# Power Window Switch??



## KatieJ (Oct 29, 2007)

I've got a 2000 Jeep Cherokee Sport (4.0L, 6 cyl). I bought it used but have loved and cared for it. A few months ago, the front passenger window stopped working. I knew it was electrical because the driver's side window switch also would not work, and there hadn't been any "dying" sounds of the power window's motor. 

I didn't want to deal with the hassle -- I'm handy and have some good help, but electrics can get messy -- and I'm usually the only one in the car anyhow. I had a passenger in the car this Saturday and after months of not working, the window functioned...for a second. Needless to say, my unwitting passenger put the window down but as soon as I said to put it up (hoping to get it closed before the wiring had shifted again), it was too late.

I pulled the door panel, checked the switch (fine) and couldn't find anything in the wiring. I took it to a mechanic (not my regular guy, because unfortunately I'm away from home). They checked the switch and the motor, also determined that it was something electrical.

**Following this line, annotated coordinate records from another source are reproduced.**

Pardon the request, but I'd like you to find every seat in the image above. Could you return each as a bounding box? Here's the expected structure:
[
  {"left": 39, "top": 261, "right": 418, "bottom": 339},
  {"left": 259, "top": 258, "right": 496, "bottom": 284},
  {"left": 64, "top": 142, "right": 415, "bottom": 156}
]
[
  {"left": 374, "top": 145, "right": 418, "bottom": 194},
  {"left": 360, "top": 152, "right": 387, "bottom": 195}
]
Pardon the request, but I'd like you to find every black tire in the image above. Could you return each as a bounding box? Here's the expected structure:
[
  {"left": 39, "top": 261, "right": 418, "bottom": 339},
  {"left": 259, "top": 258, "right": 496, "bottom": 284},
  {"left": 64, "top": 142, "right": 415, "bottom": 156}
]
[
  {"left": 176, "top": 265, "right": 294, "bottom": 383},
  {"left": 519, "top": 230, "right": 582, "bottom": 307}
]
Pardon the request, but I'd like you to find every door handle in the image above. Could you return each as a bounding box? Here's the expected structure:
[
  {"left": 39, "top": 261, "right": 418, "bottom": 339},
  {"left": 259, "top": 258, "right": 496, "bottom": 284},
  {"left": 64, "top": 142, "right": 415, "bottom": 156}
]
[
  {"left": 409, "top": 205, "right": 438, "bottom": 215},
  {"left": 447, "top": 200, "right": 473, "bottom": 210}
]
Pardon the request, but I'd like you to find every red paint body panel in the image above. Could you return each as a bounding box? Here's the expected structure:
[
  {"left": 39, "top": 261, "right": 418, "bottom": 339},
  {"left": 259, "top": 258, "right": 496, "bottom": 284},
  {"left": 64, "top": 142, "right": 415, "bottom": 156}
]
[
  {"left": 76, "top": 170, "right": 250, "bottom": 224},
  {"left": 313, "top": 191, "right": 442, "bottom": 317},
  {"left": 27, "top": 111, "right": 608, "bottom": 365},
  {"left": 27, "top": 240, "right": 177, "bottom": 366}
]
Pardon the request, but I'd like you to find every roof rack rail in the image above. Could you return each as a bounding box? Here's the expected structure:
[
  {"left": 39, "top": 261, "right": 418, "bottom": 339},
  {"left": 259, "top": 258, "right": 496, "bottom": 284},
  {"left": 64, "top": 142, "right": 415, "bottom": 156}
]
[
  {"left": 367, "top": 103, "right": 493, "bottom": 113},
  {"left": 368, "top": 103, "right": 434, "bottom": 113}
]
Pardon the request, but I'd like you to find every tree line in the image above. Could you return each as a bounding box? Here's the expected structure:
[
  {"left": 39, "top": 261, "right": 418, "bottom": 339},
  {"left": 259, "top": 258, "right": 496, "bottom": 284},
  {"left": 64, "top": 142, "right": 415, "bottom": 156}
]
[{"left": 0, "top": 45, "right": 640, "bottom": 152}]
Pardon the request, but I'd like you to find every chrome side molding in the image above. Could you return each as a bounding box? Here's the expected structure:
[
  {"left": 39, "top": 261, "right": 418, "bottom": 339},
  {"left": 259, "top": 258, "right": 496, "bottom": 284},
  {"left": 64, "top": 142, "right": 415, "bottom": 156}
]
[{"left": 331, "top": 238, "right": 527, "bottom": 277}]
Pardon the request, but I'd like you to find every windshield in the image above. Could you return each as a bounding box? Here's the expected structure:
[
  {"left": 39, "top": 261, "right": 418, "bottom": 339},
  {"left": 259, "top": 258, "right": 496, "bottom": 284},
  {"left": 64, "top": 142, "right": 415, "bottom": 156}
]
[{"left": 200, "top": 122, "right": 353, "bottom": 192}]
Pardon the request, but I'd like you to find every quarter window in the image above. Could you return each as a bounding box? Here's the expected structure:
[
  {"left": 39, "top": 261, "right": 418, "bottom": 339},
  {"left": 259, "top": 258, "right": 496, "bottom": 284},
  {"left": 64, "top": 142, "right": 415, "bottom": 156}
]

After ages, he called to tell me it was a problem with the ground wire, that they would replace it. Sounds good. He called me an hour after that saying that when they put in a new ground wire, it blew the switch. The switch, not the fuse. How can that be?

The switch has to be ordered from the dealer, but it seems to me like the technician did something wrong with the wiring, so I don't want to let him put in a new switch if he's just going to blow that one too. I'm open to any answers!

Thanks


----------



## redhawk56 (Oct 29, 2007)

I have a similar problem. My 1998 Cherokee Sport sometimes the windows will work and sometimes they wont. They always work from the main control by the driver. This turned out to be the plug for the wiring harness in the passenger door. It works lose over time and causes this intermittent problem. I would guess your problem is the wiring harness in the drivers door. It probably worked lose and is causing the problem. I assume that you took the door panel off the passenger door? Try the drivers door and see if the problem is in there.

Hope this helps.

Edit.........I always have that kind of work done at the local glass company. They are much better then the dealer on power windows.


----------



## KatieJ (Oct 29, 2007)

Thanks, Red  Will give that a try this weekend.


----------



## jaggerwild (May 21, 2007)

KatieJ said:


> I've got a 2000 Jeep Cherokee Sport (4.0L, 6 cyl). I bought it used but have loved and cared for it. A few months ago, the front passenger window stopped working. I knew it was electrical because the driver's side window switch also would not work, and there hadn't been any "dying" sounds of the power window's motor.
> 
> I didn't want to deal with the hassle -- I'm handy and have some good help, but electrics can get messy -- and I'm usually the only one in the car anyhow. I had a passenger in the car this Saturday and after months of not working, the window functioned...for a second. Needless to say, my unwitting passenger put the window down but as soon as I said to put it up (hoping to get it closed before the wiring had shifted again), it was too late.
> 
> ...



Simply he put a ground on a wire that has alternating current and as soon as he went the opposite direction with the switch it blew. Doesn't say much for him needless to say..........
Usually it's just a switch to fix this, as here in NY state a lot of water(snow/rain) gets on the switches from opening nd closing too.


----------